Holland and Royale were political protégés of François Mitterrand, who was elected president on the Socialist ticket in 1981. On European issues, Hollande sat at the feet of the eminent Jacques Delors, architect of a broader, deeper, antinationalistic political integration that inspired the European Union

This side of Hollande emerged in debates inside the Socialist Party two years ago over the Lisbon Treaty, which created a more comprehensive structure for the European Union and which Hollande backed. During the 2012 campaign, Hollande championed the smaller nations of Europe that he said were being herded into a Franco-German dictate on austerity.

“Hollande is the opposite of the anti-Europe factions that emerged in this [2012] campaign” on both the far-left and far-right, says Arun Kapil of Catholic University of Paris. “He is not a Euroskeptic.”

Hollande describes himself not as a card-carrying “leftist,” but rather a pragmatic social democrat, a Keynesian advocating a “kinder, gentler” austerity model for Europe amid its economic crisis. He is unlikely to veer France in any radical direction of public spending. He said in Le Monde before the election that the revolutionary zeal of socialism in the 19th century has matured and tempered, and is seen more today in ideas of progress rather than angry militancy.

“Progress is no longer an ideology but it remains a fertile idea.
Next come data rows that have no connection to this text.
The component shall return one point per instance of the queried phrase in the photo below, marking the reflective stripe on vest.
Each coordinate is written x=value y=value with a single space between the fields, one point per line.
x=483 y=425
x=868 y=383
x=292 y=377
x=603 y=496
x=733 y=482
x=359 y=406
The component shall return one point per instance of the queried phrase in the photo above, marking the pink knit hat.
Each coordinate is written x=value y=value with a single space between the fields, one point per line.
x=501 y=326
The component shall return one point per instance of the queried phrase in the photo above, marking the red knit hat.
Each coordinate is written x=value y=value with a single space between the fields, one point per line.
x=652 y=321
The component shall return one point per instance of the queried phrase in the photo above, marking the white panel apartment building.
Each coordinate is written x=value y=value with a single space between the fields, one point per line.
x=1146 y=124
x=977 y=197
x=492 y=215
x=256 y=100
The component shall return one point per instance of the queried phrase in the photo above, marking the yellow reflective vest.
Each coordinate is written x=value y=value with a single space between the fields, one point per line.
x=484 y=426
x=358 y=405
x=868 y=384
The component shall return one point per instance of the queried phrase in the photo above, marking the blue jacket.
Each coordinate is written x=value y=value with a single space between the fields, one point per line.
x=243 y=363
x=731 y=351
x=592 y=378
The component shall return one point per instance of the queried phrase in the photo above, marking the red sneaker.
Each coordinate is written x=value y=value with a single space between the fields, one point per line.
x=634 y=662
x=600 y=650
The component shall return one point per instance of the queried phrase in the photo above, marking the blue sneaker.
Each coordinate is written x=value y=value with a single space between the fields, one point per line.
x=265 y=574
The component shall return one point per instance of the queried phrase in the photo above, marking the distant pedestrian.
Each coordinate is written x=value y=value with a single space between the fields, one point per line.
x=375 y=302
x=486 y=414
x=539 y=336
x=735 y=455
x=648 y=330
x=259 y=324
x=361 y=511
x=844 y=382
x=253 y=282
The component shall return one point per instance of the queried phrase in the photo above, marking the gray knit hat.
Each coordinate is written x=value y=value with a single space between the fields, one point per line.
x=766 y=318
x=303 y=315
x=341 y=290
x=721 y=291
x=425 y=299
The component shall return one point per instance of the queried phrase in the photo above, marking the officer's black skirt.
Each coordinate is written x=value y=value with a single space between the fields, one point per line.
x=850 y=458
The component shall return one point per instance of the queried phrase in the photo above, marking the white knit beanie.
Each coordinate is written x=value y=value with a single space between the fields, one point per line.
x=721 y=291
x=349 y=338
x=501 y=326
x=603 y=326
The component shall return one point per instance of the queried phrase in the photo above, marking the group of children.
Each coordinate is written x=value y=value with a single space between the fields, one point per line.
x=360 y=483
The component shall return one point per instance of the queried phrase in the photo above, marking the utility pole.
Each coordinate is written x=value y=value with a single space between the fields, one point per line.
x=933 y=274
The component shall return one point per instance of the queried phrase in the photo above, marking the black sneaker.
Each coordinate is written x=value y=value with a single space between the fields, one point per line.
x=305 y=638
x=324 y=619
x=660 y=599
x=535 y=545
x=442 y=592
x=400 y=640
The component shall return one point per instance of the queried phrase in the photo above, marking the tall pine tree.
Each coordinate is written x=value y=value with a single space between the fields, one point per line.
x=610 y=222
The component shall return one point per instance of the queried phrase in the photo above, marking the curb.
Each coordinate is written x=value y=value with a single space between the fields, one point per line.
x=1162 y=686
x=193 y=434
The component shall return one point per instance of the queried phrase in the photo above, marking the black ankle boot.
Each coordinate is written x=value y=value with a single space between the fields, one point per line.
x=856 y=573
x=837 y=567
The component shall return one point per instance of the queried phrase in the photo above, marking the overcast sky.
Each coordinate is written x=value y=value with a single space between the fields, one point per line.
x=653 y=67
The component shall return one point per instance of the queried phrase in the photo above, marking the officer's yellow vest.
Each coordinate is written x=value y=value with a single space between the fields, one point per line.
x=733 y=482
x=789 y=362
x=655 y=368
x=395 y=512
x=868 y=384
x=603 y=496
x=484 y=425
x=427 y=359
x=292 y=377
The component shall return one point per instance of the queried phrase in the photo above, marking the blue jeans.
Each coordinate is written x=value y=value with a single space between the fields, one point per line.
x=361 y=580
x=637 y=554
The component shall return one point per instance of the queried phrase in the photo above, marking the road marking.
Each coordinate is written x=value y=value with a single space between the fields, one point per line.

I am a militant of progress," he said in Le Monde.

His campaign promises to tax income over $1.3 million at a 75 percent rate and to hire 60,000 more teachers have yet to be fleshed out and it's not clear yet whether he'll be able to carry them out.

Hollande has also indicated that he does not intend to carry on the French-German powerhouse partnership that earned Sarkozy and German Chancellor Angela Merkel the nickname "Merkozy." While other European leaders have spoken out against Germany's control over the eurozone's recovery efforts, as head of the No. 2 economy in Europe, Hollande is the first EU leader able to challenge Ms. Merkel.

“As much as I believe in a Franco-German engine,” he said in a profile in Slate.fr today, “I contest the idea of a duo-poly,” to run Europe. “This balance has been modified in the last few years. The Franco-German relationship has been exclusive,” to the detriment of the "most fragile states,” he said.

More on all matters Hollande is forthcoming: French media today report that seven new biographies on the next president are pending.